Lebih lanjut, ia menjelaskan beberapa unsur penting dalam mencapai kualitas sholat yang khusyuk sebagaimana dijelaskan dalam literatur tasawuf. Pertama adalah ḥuḍūr al-qalb (hudhurul qalbi), yakni hadirnya hati dalam ibadah sehingga mampu mengangkat berbagai ḥijab atau penghalang spiritual. Semakin sedikit hijab yang menutup hati, semakin dekat seorang hamba dengan Allah SWT.
Kedua adalah shuhūd al-‘aql (shuhudul aqli), yaitu kesadaran akal dalam memahami makna bacaan sholat sehingga ibadah mampu mencegah seseorang dari perbuatan keji dan mungkar. Ketiga adalah ḥuḍūr al-nafs (hudurun nafsu), yaitu kemampuan menundukkan hawa nafsu serta mengarahkan seluruh diri kepada Allah SWT. Adapun yang terakhir adalah ḥuḍūr al-arkān (hudurul arkan), yakni ketenangan anggota badan sehingga hati, pandangan, dan gerakan tubuh dapat sepenuhnya fokus dalam ibadah.
Mengutip pandangan Imam Al-Ghazali, narasumber juga menjelaskan beberapa unsur yang dapat menghidupkan sholat. Di antaranya ḥuḍūr al-qalb (kehadiran hati), tafahhum (memahami makna bacaan), ta‘ẓīm (mengagungkan Allah), haybah (rasa takut dan hormat kepada-Nya), rajā’ (harapan terhadap rahmat Allah), serta ḥayā’ (rasa malu karena merasa belum mampu menjalankan ibadah secara sempurna). Nilai-nilai tersebut menjadi landasan penting agar sholat tidak hanya menjadi rutinitas, tetapi benar-benar menjadi sarana penyucian jiwa.

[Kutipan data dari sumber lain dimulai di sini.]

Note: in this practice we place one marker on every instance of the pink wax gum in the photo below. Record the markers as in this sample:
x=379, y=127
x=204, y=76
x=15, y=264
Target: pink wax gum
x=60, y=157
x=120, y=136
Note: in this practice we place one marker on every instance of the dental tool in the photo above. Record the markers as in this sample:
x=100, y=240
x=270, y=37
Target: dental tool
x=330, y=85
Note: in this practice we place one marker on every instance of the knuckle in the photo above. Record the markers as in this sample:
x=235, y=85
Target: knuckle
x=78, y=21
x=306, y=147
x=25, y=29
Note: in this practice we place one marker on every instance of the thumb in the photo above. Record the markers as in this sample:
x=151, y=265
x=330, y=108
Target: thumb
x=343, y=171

Di akhir pemaparannya, Ust. Syariful Anam, M.S.I., menekankan bahwa sholat yang khusyuk akan melahirkan berbagai buah spiritual, di antaranya ketenangan jiwa, kedekatan dengan Allah, serta kemampuan menjauhkan diri dari perbuatan yang menyimpang. Sholat yang dijalankan dengan penuh kesadaran juga menjadi sarana taubat yang mengantarkan seorang hamba pada ampunan dan rahmat Allah SWT.
Kegiatan ini mendapat dukungan penuh dari Pengasuh Pondok Pesantren Progresif Fathimah Al-Amin, KH Muhammad Zahri Johan, M.Pd., yang turut hadir memberikan motivasi kepada para peserta. Ia mengapresiasi antusiasme masyarakat yang mengikuti pelatihan tersebut sebagai bentuk kesadaran untuk terus memperbaiki kualitas ibadah.

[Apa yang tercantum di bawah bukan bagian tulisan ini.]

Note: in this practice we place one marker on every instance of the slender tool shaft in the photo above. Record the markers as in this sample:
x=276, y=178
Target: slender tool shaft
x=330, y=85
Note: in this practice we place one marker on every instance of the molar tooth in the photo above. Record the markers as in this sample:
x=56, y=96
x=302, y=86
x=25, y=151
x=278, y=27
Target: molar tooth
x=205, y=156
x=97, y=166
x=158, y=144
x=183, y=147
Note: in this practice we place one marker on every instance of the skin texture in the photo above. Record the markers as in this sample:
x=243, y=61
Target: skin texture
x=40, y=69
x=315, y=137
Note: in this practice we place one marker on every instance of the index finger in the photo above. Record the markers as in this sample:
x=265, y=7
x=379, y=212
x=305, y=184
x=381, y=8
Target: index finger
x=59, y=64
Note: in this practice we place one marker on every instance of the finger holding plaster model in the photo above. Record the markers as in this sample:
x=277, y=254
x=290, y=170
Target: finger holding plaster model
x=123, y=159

Selain diikuti oleh santri internal pesantren, pelatihan ini juga terbuka bagi masyarakat umum yang ingin memperdalam pemahaman tentang makna sholat. Kehadiran peserta dari berbagai kalangan turut memperkaya suasana diskusi dan pembelajaran selama kegiatan berlangsung.
Sesi ketiga pelatihan ini kemudian ditutup dengan doa bersama dan refleksi atas materi yang telah disampaikan. Para peserta diharapkan dapat mengamalkan pemahaman yang diperoleh sehingga sholat tidak hanya menjadi kewajiban yang ditunaikan, tetapi juga menjadi ruang liqa’ yang menghadirkan ketenangan dan kedekatan dengan Allah SWT.
Melalui kegiatan ini, Pondok Pesantren Progresif Fathimah Al-Amin terus berupaya menghadirkan ruang pembinaan spiritual yang terbuka bagi masyarakat. Pelatihan Sholat Khusyuk diharapkan dapat menjadi sarana untuk menumbuhkan kesadaran beribadah yang lebih mendalam sekaligus memperkuat karakter spiritual generasi muslim.